1. Brute Force (Simulation)

class Solution:
    def assignTasks(self, servers: List[int], tasks: List[int]) -> List[int]:
        n, m = len(servers), len(tasks)
        available = [True] * n
        finishTime = [0] * n
        res = []
        time = 0

        for t in range(m):
            time = max(time, t)

            for i in range(n):
                if finishTime[i] <= time:
                    available[i] = True

            if not any(available):
                time = min(finishTime)
                for i in range(n):
                    if finishTime[i] <= time:
                        available[i] = True

            minIdx = -1
            for i in range(n):
                if (available[i] and
                    (minIdx == -1 or servers[i] < servers[minIdx] or
                    (servers[i] == servers[minIdx] and i < minIdx))
                ):
                    minIdx = i

            res.append(minIdx)
            available[minIdx] = False
            finishTime[minIdx] = time + tasks[t]

        return res

Time & Space Complexity

Time complexity: $O(m * n)$
Space complexity:
- $O(n)$ extra space.
- $O(m)$ space for the output array.

Where $m$ is the number of tasks and $n$ is the number of servers.

2. Two Min-Heaps - I

class Solution:
    def assignTasks(self, servers: List[int], tasks: List[int]) -> List[int]:
        res = [0] * len(tasks)
        available = [(servers[i], i) for i in range(len(servers))]
        heapq.heapify(available)
        unavailable = []

        t = 0
        for i in range(len(tasks)):
            t = max(t, i)

            if not available:
                t = unavailable[0][0]

            while unavailable and t >= unavailable[0][0]:
                timeFree, weight, index = heapq.heappop(unavailable)
                heapq.heappush(available, (weight, index))

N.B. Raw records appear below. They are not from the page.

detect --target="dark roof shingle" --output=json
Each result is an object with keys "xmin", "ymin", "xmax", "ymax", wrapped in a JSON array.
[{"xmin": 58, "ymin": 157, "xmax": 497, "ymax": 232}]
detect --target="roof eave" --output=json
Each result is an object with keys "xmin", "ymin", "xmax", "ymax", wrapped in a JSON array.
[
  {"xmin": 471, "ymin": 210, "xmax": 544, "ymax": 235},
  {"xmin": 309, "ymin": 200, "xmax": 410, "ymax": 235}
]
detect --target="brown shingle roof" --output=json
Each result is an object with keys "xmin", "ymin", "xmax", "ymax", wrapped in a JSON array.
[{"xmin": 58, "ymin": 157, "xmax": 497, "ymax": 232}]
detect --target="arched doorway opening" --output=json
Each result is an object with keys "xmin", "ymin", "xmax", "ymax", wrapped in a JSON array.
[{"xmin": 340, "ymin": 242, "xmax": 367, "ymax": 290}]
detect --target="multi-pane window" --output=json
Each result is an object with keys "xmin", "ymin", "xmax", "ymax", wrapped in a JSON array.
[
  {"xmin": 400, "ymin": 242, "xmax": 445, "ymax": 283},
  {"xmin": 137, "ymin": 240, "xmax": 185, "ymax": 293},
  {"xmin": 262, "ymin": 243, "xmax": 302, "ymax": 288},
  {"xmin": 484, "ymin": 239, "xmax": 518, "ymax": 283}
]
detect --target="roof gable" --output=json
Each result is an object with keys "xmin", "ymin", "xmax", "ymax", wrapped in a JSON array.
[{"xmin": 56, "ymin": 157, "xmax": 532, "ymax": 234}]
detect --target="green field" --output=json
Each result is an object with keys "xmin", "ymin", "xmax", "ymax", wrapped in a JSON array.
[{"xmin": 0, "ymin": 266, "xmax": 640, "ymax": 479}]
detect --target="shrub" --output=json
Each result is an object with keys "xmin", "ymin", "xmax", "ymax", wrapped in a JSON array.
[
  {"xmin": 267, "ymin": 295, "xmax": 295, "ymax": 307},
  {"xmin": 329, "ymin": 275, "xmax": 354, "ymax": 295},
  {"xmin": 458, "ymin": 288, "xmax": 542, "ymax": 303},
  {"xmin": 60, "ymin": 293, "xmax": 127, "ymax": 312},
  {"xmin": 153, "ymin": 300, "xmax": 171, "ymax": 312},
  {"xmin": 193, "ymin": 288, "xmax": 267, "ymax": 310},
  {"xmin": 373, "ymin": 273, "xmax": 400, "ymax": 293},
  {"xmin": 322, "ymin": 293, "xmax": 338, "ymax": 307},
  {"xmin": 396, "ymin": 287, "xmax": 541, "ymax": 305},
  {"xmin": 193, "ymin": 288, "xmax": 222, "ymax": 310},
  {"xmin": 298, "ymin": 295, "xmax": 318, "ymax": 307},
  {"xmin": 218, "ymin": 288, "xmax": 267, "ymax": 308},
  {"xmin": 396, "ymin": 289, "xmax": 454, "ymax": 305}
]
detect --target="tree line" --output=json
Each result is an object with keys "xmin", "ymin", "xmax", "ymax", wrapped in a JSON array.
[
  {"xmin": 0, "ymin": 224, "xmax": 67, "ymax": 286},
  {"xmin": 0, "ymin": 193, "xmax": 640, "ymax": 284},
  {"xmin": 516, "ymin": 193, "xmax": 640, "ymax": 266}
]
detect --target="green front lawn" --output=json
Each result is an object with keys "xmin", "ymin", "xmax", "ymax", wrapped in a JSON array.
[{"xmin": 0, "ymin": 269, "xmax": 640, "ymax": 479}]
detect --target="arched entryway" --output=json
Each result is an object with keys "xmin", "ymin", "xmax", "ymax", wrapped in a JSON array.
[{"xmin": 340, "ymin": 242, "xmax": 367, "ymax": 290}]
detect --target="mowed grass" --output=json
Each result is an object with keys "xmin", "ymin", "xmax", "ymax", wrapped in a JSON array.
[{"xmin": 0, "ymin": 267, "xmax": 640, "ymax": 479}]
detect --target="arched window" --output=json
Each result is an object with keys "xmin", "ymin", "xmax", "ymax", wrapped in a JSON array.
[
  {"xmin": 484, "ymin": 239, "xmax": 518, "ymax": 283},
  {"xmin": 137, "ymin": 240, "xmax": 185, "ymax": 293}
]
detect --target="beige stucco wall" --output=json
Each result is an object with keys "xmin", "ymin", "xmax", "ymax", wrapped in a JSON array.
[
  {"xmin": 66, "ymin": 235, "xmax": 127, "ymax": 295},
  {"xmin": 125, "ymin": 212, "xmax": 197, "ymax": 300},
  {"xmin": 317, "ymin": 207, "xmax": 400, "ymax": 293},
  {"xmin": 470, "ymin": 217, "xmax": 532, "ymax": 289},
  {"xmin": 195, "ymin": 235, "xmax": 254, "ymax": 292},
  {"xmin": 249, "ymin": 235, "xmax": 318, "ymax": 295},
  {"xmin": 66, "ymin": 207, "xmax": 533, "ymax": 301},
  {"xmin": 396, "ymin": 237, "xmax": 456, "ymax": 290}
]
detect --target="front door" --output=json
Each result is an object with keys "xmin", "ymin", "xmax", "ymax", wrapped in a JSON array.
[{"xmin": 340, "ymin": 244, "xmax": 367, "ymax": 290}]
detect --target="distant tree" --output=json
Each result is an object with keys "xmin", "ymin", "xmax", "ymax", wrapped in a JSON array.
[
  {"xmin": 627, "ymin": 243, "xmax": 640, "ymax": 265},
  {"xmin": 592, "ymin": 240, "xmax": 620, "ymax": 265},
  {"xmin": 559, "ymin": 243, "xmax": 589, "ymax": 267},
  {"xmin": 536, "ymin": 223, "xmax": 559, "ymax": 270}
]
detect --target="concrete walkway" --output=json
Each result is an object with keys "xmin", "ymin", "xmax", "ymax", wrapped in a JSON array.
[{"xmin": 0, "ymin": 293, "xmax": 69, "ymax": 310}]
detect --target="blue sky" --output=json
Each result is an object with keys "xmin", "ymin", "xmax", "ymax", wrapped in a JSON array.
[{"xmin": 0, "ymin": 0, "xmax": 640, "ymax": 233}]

            weight, index = heapq.heappop(available)
            res[i] = index
            heapq.heappush(unavailable, (t + tasks[i], weight, index))

        return res

Time & Space Complexity

Time complexity: $O((n + m) \log n)$
Space complexity:
- $O(n)$ extra space.
- $O(m)$ space for the output array.

Where $m$ is the number of tasks and $n$ is the number of servers.

3. Two Min-Heaps - II

class Solution:
    def assignTasks(self, servers: List[int], tasks: List[int]) -> List[int]:
        res = []
        available = [[weight, i, 0] for i, weight in enumerate(servers)]
        unavailable = []
        heapq.heapify(available)

        for i, task in enumerate(tasks):
            while unavailable and unavailable[0][0] <= i or not available:
                timeFree, weight, index = heapq.heappop(unavailable)
                heapq.heappush(available, [weight, index, timeFree])

            weight, index, timeFree = heapq.heappop(available)
            res.append(index)
            heapq.heappush(unavailable, [max(timeFree, i) + task, weight, index])

        return res

Time & Space Complexity

Time complexity: $O((n + m) \log n)$
Space complexity:
- $O(n)$ extra space.
- $O(m)$ space for the output array.

Where $m$ is the number of tasks and $n$ is the number of servers.